A group of five Israeli women have filed a lawsuit in Israels high court in an effort to reform bus lines primarily used by ultra-orthodox jews. Women who use these public bus lines must sit in the rear of the bus (while only males can sit in the front) and are abstained from wearing immodest clothing on public bus lines. The lawsuit alleges that these women were harassed, humiliated, taunted and even physically assaulted on the buses. One of the women who filed suit is Naomi Ragen, a feisty New York-born novelist and feminist...signed on to a new legal challenge to the de facto gender-segregation on more than 30 public bus lines in Israel, and the restrictions randomly enforced by men and self-styled modesty patrols.
Last month, in a major decision, a committee of leading ultra-orthodox rabbis ruled that Haredi women should no longer be allowed to get academic degrees beyond high school. That is potentially devastating in the Haredi culture, because women are the main family breadwinner while the men study the Torah full time.

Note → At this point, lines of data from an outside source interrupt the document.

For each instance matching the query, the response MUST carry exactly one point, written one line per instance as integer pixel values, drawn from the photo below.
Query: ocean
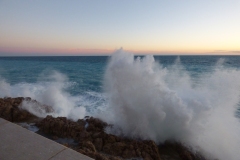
(191, 99)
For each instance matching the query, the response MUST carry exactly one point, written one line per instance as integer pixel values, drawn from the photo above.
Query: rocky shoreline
(88, 136)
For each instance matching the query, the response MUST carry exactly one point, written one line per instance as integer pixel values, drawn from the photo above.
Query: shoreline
(88, 136)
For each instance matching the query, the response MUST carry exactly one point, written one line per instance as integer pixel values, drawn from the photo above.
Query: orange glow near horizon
(55, 51)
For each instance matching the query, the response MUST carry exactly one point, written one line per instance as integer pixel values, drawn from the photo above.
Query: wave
(149, 101)
(52, 90)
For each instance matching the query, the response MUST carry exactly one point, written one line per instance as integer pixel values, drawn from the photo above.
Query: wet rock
(9, 110)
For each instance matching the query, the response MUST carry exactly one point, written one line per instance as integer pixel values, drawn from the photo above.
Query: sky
(85, 27)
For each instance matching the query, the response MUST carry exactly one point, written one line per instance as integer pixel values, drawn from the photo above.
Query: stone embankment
(91, 138)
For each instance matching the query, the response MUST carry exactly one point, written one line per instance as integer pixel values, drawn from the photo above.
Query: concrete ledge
(19, 143)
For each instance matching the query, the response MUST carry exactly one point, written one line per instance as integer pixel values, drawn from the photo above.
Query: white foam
(151, 102)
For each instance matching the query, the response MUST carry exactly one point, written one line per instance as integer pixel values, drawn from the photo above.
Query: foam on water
(151, 102)
(51, 90)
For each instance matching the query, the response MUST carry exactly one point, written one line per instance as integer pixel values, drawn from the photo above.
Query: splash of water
(151, 102)
(51, 91)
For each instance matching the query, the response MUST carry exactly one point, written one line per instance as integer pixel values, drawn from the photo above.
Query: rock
(98, 143)
(9, 110)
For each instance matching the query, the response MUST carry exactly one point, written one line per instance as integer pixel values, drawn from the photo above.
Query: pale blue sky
(85, 26)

According to supporters, the legal challenge is part of a wider religious and cultural struggle against what some see as the growing radicalism and political clout of the ultra Orthodox.
According to the opponents, they call the lawsuit an attack on Haredi religious values and culture. Shira Leibowitz-Schmidt, an Israeli educator and writer of the Haredi Collee for Women says, the gender segregation is a natural attempt by the ultra Orthodox to combat what they see as secular Israels growing permissiveness and the eroticization of public places.
The legal challenge to the gender-segregated Haredi bus lines is scheduled to go before Israel's High Court later this year.